Map Man
Yes, I did become something of a Garmin junkie during LA/XC — but deep down, I’m all about maps. About getting directions in advance. About being prepared. About knowing where I’m going.
I was actually going to say we’re a map family, because I have this picture in my head of Matt, my oldest son, diligently tracing the route from Westport to New Milford on the Hagstrom’s as we drive to a Pop Warner football game. But he hasn’t worn a Pop Warner uniform in 17 years, and that might be the last time anyone in my family, besides me, looked at a map. Certainly not Greg, my middle son; he won’t even let you give him directions. Greg’s M.O. is to wait until he’s in the car; then he’ll call, ask for the address, and plug it into his GPS. Robby’s at school in L.A., but he leaves the navigation to JetBlue. And Carol? Ha! Not big on advance planning. No-no-no-no. She gets to an intersection, or a fork in the road, and then goes with the option that feels right.
Where I’m going with all this, of course, is back to my LA/XC trip with Ricky, and the abuse Carol heaped on me for taking this
supposed seat-of-the-pants, cross-country lark — this “boys-only” road trip — and then choreographing it pretty much stop-by-stop with help from the Triple-A office in the Compo Shopping Center. And it occurs to me now that I never got around to telling you how blown away I was by what they can do for you at AAA, which prior to my adventure, I’d never thought of as anything more than emergency roadside assistance.
Well, let me tell you now. The nice folks at Triple-A will lay on you every regional tour book, every map, and every destination guide you could possibly want for travel anywhere in the US of A — free.
(Provided you’re a member, of course.) They’ll help you choose your route. They’ll arrange AAA discounts. They’ll even take care of your hotel/motel reservations, if you want. And if you’re lucky enough to get Jan, my own very special consultant, she’ll do even more. Noticing how crestfallen I looked when I turned my nifty United States map into a smudge-ridden mess after I used her handy-dandy green circle stamp to highlight my destinations, she, on her own, gave me a new map and re-did the destination marks herself. Leave it to Jan to spot obsessive neat-freak tendencies in a client who’s trying his best to pass for normal.
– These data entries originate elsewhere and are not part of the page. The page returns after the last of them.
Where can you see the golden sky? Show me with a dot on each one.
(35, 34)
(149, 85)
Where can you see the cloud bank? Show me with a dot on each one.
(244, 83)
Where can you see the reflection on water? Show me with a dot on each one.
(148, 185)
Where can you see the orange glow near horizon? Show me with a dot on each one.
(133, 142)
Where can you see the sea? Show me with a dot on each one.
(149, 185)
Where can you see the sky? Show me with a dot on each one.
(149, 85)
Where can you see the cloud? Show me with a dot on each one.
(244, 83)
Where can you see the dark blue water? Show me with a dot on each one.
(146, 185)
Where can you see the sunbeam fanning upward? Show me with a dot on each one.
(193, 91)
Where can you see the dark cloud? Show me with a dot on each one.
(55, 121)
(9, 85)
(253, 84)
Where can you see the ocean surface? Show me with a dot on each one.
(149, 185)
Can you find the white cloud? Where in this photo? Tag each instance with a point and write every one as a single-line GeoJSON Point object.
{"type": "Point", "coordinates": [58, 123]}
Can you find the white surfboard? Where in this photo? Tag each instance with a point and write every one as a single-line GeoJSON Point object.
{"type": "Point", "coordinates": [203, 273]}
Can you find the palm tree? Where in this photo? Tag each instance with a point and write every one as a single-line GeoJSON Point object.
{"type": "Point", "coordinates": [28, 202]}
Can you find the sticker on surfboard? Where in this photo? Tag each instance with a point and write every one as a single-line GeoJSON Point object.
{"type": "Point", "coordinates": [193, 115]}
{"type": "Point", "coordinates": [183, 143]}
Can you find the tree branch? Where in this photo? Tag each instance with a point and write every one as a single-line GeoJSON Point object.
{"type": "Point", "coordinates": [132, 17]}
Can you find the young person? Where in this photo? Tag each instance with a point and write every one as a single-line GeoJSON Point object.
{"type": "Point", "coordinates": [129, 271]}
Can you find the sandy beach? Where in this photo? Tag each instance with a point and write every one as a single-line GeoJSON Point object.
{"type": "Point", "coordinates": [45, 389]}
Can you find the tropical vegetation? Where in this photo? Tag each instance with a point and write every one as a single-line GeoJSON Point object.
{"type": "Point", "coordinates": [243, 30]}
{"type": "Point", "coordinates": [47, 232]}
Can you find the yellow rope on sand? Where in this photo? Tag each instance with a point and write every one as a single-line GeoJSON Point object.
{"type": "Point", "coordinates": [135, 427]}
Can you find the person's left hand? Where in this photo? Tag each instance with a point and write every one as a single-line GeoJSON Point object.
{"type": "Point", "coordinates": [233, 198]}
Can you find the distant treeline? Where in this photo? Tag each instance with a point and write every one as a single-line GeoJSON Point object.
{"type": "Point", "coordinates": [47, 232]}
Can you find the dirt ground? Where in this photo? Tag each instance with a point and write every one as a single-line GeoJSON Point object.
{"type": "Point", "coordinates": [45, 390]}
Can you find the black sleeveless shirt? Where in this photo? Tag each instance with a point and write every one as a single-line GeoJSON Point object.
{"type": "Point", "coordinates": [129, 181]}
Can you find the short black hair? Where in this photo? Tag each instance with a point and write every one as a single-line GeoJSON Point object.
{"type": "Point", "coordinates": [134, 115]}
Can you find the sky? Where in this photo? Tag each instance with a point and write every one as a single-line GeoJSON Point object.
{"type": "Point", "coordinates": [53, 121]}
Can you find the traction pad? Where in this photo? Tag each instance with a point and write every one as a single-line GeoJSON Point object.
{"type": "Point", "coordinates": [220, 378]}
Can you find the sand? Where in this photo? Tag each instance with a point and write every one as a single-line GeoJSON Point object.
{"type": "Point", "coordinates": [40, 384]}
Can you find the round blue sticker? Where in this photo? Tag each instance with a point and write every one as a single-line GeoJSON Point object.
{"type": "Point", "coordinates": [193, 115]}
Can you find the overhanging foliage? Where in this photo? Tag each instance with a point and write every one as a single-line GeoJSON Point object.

I dropped in on Jan recently to give her a belated “thanks” and to tell her how much Ricky and I enjoyed our adventure. Turns out she followed the whole deal on BEAGLE MAN. She said she was even tempted to enter my “guess-the-mileage” contest, but her conscience got the better of her. Since she was the one who planned my route and knew the distances down to the tenth of a mile, it might have been a bit of an advantage.
And yes, if this post seems to be a brazen and transparent attempt to trade on the glory days of my cross-country-road-trip-with-dog, when attention to BEAGLE MAN was at its peak — it is. But don’t worry, fans . . . Ricky and I will hit the road again sometime soon. I promise.